Reading St. Paul’s Letter to the Romans
1st Part: The Background: The Covenant
The letter of St. Paul to the Romans uses the same basic structure found in his other letters. It features one important aspect of the mystery of Christ (chapters 5-11) and brings out its implications for Christian life, morality, and spirituality. In this case, the focus is on Christ as enacting the new and eternal covenant in His blood. The early parts of Romans (chapters 1-4) show our desperate need for Christ while the final portions (chapter 12-16) set forth the implications of this covenant for faith, conduct, and prayer.

After the flood, God not only arranges to repopulate the earth through the offspring of Noah but also creates a second covenant that softens the stipulations of the first. There remains the need for each person to face a moral reckoning with God, precisely because of God’s special love for human beings as made in His own image (Genesis 9:6). The rainbow that God designed to appear in the clouds will serve as a reminder of this new covenant, for God promised never again to destroy the world by flood (Genesis 9:8-17). Instead, He will rain upon the just and the unjust alike – a symbolic way of expressing that in His own time God will call both the good and the evil to account but that no longer will there always be an immediate punishment for wickedness as there was with Adam and Eve or with Cain when he murdered Abel. Jesus alludes to this change in the covenant within the Sermon on the Mount (Matthew 5:45).
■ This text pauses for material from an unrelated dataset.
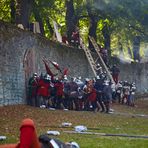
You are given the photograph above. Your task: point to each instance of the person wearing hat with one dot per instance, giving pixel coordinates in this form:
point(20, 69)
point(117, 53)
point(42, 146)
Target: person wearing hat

It is significant for our understanding of Romans to appreciate that these first two instances of the covenant concern the whole human race. God then undertakes a special relationship with His Chosen People in the covenant made with the childless Abram. God promises not only descendants as numerous as the stars in the sky but a special land in which to freely worship the Lord alone (Genesis 15: 1-11). As a sign of this covenant God changes his name to Abraham (“father of the people”) and specifies the requirement of circumcision (Genesis 17: 1-14). The remainder of the story of the patriarchs recounts the protection and the blessings that God brings on Abraham and his descendants until the moment when it is time to bring the Chosen People to the Promised Land (as foretold to Abraham in a dream at Genesis 15:12-16).